Выполнил пуск первых двух ракет, пуск следующих двух ракет произвел с интервалом в две минуты. Все сработало нормально, замечаний не было. Доложил руководителю. Получил поздравление с успешным выполнением ракетной стрельбы и "добро" следовать в базу. Через несколько минут руководитель передал мне, что в район прибыл самолет базовой патрульной авиации США "Орион" и начал поиск моей ПЛ. Я запросил разрешение следовать под килем БПК. Получив разрешение, занял место под БПК на глубине 40 метров и следовал вместе с ним. Руководитель по звукоподводной связи периодически информировал меня о действиях американского самолета: ставит барьеры буев, но к БПК не приближается, облет его не совершает, поставил еще два барьера и т.д. Примерно минут через 20 руководитель сообщил, что самолет убыл и приказал мне следовать в базу самостоятельно.
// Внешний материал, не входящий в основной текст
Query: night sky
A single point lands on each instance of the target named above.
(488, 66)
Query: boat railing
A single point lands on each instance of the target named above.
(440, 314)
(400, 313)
Наши действия по выполнению стрельбы и ее результаты получили высокую оценку. При этом на разборе было отмечено, что хотя по условиям проведения этого боевого упражнения не планировалось преодоление противолодочных рубежей, которые на подобного рода учениях и боевых упражнениях создавали наши противолодочники, эту задачу внепланово фактически решили сами американцы.
По итогам боевой подготовки 1972 г. мой экипаж РПКСН К-140 занял первое место в ВМФ, получил приз главкома за стрельбу - кубок, который остался навечно в нашей родной Краснознаменной 31-й дивизии ПЛ. Вот такой была подводная служба и "жизнь" в золотые годы выхода нашего флота в океан и превращения его в атомный ракетно-ядерный щит страны.